With King Taksin's attack on the port of Hà Tiên in 1771, putting its Cantonese merchant-prince to flight, King Taksin had effectively quelled the last of his rivals over his dominance of a reunified Siam. Taksin managed to occupy almost all of the traditional Ayutthayan territories (with the exception of the Tenasserim Coast) and temporarily captured Hà Tiên, indicating Taksin's future ambitions of expanding outside Ayutthaya's sphere of influence. After the Fall of Ayutthaya in 1767, Siam ran the risk of permanent fragmentation into different Thai states. Among the regional leaders, only Taksin made his visionary intention clear that Siam should be unified under his rulership. Efforts by King Taksin to expel the Burmese, subjugate the rival regimes and to unify the kingdom made sure that Siam would remain cohesive as a political and cultural entity. In response to the calamity of 1767, a new Siam emerged with confidence in its ability to lead the region. The successes enabled the Siamese sphere of influence to expand even further afield, within a decade or so.

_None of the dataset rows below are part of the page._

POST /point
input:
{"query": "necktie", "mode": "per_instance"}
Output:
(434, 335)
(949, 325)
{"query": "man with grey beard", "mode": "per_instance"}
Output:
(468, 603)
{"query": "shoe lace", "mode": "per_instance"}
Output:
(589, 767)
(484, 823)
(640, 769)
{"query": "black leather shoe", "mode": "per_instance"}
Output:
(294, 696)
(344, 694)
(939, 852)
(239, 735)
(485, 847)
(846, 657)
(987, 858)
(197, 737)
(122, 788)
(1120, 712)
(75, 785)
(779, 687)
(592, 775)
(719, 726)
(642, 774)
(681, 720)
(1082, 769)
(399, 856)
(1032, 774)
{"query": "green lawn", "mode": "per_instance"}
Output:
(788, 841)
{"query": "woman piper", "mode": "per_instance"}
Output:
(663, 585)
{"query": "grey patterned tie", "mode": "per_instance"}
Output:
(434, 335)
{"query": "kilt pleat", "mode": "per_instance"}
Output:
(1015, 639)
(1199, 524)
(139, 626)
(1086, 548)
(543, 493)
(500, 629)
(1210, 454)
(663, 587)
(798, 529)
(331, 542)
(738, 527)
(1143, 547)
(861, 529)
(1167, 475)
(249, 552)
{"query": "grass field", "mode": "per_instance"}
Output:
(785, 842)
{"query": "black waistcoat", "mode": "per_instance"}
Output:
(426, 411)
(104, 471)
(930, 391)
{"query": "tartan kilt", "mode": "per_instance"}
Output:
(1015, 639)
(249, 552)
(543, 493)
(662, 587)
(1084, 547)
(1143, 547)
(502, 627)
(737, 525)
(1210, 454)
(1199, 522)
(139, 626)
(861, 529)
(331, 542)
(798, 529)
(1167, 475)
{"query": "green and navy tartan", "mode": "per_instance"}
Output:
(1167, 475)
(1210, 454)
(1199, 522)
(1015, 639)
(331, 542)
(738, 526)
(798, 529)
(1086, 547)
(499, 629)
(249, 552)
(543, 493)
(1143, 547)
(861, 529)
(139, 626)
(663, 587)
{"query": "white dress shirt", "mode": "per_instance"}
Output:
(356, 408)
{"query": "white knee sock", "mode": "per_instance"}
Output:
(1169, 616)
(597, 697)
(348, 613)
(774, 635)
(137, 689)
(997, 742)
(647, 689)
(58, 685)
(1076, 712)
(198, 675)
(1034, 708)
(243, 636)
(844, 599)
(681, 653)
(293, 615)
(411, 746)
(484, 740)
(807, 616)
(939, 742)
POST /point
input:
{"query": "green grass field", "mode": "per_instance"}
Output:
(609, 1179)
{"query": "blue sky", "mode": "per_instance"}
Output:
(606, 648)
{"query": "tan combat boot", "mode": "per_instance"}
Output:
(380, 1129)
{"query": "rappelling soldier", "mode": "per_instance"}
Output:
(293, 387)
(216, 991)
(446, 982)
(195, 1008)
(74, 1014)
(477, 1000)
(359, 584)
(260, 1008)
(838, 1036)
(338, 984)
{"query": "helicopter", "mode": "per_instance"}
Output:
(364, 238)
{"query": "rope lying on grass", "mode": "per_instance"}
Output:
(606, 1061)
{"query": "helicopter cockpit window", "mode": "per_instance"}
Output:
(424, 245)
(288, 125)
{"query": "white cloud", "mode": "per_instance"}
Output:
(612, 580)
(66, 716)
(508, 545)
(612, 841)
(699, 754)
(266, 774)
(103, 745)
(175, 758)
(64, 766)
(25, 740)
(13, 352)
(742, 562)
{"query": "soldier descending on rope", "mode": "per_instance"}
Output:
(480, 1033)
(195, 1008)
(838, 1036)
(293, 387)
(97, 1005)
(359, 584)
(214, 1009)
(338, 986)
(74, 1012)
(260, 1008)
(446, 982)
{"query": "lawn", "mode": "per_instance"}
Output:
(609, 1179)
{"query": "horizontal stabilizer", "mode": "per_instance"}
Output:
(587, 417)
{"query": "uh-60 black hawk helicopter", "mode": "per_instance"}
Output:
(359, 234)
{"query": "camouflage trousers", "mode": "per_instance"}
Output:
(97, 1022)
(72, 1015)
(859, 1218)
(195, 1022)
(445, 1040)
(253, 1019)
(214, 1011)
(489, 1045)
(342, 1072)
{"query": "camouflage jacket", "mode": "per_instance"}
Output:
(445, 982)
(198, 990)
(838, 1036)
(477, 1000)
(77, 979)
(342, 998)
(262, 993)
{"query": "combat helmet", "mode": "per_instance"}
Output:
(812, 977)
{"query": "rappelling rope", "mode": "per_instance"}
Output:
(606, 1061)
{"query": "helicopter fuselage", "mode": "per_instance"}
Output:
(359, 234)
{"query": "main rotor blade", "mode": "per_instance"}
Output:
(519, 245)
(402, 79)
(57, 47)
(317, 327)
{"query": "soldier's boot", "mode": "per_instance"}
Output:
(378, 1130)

Burma and China finally agreed to a truce in December 1769 and the Sino-Burmese War was reluctantly put to the end. It took a while for the Burmese King Hsinbyushin to realize in 1772 that Siam had recovered and emerged under the new Thonburi regime as the Burmese king initiated his new campaigns to subjugate Siam. However, Siam proved to be more prepared in the face of Burmese invasions than it used to be previously. This eventually culminated in the Burmese–Siamese War (1775–1776), a war that could have destroyed Siam, according to historian Nidhi Eoseewong, and devastated the Northern Cities and Lan Na, depopulating the two regions until well into the 19th century.